Every point matters. Just a few up or down can have a “huge effect” on the loans you’re eligible for and interest rates. “A score of 720 or higher can make you eligible for lower interest rates and may be the difference between getting a loan or not,” Kimberly Palmer, a personal finance expert for NerdWallet, a personal finance website, told Know Your Value.

Your credit score also can impact other areas of your life. Landlords, employers and utility companies all run credit checks. “Your score can even affect which cell phone plan you’re offered and your auto insurance rate,” said Palmer.

What’s My Score?

It’s probably easier than you think to find out your score. Some credit card companies and banks already include your score on monthly statements or make it available online. You also can purchase your credit score from one of the credit bureaus or FICO.

If your score seems low, you can request a free annual copy of your credit report from each bureau at or by calling 1-877-322-8228. If you spot errors, you can submit a correction request to the bureau(s). Be sure to include copies of all the documentation you’ve kept on correspondence with the creditor.

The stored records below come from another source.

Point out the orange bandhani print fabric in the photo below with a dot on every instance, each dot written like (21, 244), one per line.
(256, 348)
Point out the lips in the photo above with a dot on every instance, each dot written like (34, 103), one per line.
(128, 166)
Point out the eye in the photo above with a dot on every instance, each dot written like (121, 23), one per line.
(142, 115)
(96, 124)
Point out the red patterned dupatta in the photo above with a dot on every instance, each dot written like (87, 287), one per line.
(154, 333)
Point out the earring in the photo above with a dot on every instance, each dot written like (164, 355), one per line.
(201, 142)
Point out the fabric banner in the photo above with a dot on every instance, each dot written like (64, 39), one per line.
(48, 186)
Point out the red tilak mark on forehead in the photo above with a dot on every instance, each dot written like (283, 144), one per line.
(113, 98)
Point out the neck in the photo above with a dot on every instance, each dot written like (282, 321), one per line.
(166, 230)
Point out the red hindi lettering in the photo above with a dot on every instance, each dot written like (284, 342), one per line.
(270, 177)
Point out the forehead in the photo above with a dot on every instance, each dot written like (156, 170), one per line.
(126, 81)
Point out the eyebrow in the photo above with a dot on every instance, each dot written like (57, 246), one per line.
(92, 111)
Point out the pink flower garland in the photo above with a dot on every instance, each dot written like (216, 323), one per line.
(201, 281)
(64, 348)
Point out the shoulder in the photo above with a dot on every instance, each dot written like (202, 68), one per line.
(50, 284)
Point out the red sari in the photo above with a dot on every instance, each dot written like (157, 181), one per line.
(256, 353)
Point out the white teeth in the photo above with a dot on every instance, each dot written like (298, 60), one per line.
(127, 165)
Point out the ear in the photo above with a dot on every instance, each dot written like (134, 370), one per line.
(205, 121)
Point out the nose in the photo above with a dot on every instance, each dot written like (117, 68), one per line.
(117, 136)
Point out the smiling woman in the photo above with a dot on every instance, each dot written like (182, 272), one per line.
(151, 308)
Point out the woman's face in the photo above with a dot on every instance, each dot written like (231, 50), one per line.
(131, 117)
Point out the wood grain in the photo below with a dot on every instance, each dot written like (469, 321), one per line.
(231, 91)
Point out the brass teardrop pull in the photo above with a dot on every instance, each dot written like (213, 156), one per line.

Can I Raise My Credit Score?

There are no quick fixes to improving your credit score, but these four tips can help.

1. Use your credit.

“Using credit shows lenders that you know how to borrow and pay back loans,” said Palmer. In general, men use more credit and carry higher loans, which can lead to higher scores, as long as those loans are managed responsibly and paid on time each month. Conversely, if you are someone who avoids credit, it can hurt you because you won’t have a credit history. That means your score will be on the low side, she noted.

2. Pay on time.

Studies show women are also more likely than men to miss a payment, and that’s a red flag to lenders. It's important you make all of your monthly payments on time. A simple way to ensure this is by setting up automatic payments on your credit cards. You can set up your payments to come directly out of your checking account on the due date, advised Yates.

3. Don’t open too many cards at once.

When you apply for a new card or any new loan for that matter, it temporarily lowers your credit score because it signals to lenders that you are considering taking on more debt. “If you’re thinking of applying for a big loan, for a car or home, you’ll want your score to be as high as possible so you get the best interest rates,” said Palmer.

4. Keep old accounts active.

“Having credit cards that show a lengthy payment history will help your score,” said Palmer. You may want to put a recurring cost, like a utility bill, on those you’re not using regularly. What you don’t want to do is close them, or have them cancelled, especially if you plan to make a big purchase like a car or house, she said.